May 17, 2004, was the first day cities and towns could accept marriage license applications from same-sex couples. While most municipalities waited until the morning, Cambridge began right at midnight. City Hall opened the night of May 16, and the lawn outside was as packed as Times Square on New Year’s Eve.
My mom and grandmother were with us as we walked past the cheering crowds and into City Hall. We kept noticing that people were cheering louder for us than the couples around us. I couldn’t understand why, until someone leaned over and congratulated my mom and grandmother on their marriage.
We gathered in the City Council chamber with couples in tuxes, couples in matching sweatshirts, two men wearing angel wings. The city clerk and a dozen municipal employees worked through the night to process our applications. At 3:15 that morning, Mal and I became the 147th same-sex couple to apply for a marriage license in Massachusetts.
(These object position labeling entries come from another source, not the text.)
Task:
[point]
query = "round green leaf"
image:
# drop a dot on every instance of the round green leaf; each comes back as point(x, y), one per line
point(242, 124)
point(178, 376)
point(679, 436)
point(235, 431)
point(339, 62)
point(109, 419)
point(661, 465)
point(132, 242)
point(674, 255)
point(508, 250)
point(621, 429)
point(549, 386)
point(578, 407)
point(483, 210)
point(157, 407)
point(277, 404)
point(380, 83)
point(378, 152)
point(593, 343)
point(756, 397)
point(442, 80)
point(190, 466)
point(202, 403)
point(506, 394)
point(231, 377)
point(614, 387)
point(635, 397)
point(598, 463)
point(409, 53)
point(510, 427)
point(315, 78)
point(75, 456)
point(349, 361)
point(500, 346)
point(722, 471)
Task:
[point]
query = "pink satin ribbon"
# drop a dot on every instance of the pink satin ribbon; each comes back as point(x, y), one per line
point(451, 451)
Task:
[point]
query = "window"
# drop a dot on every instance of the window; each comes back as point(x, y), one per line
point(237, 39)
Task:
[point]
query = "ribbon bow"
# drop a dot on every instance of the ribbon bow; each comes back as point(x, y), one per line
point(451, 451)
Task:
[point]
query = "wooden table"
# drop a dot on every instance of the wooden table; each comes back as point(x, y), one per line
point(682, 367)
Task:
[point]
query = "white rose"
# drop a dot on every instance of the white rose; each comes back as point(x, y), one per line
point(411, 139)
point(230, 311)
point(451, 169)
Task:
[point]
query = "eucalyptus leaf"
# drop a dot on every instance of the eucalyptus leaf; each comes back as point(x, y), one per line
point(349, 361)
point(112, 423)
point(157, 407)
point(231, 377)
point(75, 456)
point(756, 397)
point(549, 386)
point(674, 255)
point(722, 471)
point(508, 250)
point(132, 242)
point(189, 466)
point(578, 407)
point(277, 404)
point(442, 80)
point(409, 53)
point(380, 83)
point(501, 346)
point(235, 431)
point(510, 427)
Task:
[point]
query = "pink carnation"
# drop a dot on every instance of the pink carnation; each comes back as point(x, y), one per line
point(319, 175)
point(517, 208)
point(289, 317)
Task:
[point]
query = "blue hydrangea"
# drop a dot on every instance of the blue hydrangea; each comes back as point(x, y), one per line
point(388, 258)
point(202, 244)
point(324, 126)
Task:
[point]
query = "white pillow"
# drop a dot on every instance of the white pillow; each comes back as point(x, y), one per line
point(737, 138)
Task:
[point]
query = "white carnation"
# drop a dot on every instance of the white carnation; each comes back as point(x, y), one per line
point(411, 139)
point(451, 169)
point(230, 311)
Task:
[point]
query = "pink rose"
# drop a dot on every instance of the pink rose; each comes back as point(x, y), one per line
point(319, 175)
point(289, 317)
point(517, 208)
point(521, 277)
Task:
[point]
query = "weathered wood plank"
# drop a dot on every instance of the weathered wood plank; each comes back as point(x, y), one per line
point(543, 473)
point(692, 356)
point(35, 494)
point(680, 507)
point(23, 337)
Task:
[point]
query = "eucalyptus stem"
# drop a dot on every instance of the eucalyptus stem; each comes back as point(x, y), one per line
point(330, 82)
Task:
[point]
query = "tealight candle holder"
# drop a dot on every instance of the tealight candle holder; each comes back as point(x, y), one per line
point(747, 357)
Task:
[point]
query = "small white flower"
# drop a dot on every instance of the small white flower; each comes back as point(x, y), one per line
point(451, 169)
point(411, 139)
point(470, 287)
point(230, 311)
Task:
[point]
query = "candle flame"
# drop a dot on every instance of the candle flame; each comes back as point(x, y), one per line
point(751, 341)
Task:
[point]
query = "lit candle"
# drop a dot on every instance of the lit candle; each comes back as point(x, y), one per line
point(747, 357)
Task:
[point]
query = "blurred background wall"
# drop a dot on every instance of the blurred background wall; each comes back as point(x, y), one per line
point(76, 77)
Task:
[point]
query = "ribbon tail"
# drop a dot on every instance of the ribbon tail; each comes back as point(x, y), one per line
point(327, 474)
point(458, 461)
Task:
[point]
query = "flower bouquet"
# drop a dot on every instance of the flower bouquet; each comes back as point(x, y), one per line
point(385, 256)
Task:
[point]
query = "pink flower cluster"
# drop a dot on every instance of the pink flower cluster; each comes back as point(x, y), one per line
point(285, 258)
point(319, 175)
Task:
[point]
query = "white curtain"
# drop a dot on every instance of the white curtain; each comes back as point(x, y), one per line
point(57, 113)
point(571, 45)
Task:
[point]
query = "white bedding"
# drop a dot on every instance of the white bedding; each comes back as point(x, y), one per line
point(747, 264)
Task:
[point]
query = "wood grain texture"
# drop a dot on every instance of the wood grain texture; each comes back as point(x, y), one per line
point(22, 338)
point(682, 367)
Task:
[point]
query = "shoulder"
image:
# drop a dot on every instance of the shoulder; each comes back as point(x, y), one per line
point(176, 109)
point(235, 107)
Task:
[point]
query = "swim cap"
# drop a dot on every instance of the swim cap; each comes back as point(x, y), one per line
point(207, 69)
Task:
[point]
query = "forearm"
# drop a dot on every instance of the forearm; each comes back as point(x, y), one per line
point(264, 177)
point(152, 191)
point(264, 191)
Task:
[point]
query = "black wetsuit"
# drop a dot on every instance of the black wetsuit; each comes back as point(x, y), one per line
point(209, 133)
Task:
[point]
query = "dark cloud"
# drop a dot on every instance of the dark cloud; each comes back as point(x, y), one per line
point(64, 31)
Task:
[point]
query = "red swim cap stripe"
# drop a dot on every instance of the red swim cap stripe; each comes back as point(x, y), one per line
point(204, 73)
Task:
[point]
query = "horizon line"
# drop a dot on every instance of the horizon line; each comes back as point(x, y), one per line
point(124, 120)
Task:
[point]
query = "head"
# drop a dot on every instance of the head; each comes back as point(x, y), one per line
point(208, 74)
Mal and I got married that October in an outdoor ceremony at an Audubon Society nature preserve. In her wedding toast, my grandmother told the story of being mistaken for a couple at City Hall. When our guests’ laughter died down, she raised her glass and gave us her blessing: “May you be together,” she said, “as long as me and your mother.”
My grandmother went into hospice the day the Supreme Court heard arguments in Obergefell v. Hodges. She died the next day, surrounded by people she loved, wrapped in an afghan she’d made for herself. I don’t know if last week’s Supreme Court ruling legalizing same-sex marriage would have mattered to her. In her mind, we were married in 2004, and all the civil rights victories that followed didn’t seem to phase her.
But I can’t help thinking about the grandmothers in Michigan, Ohio, Kentucky and Tennessee. I wonder if the right to marry will make their grandchildren’s loved ones easier to embrace. I wonder what it means that recognition from my state’s government made Mal’s and my relationship more “real” in the eyes of my family.
The last time I saw my grandmother, she was sitting in a wheelchair, looking out the window to the courtyard of her nursing home. Mal and I tried to coax her into conversation, but the effort of discussing the flowers in the garden outside seemed like too much. Her eyes were glassy. She was barely holding up her head.
I asked if she wanted to listen to music.
“Frank Sinatra,” she said.
I found an old recording of “Luck Be A Lady” on YouTube. Mal and I took her hands and danced around her wheelchair. She smiled and swayed a little. At the end of the song she asked for help getting back into bed. As we said goodbye, I couldn’t imagine Mal not being with me. The time when my family treated her with anything less then un-ambivalent acceptance feels as remote as the Ice Age.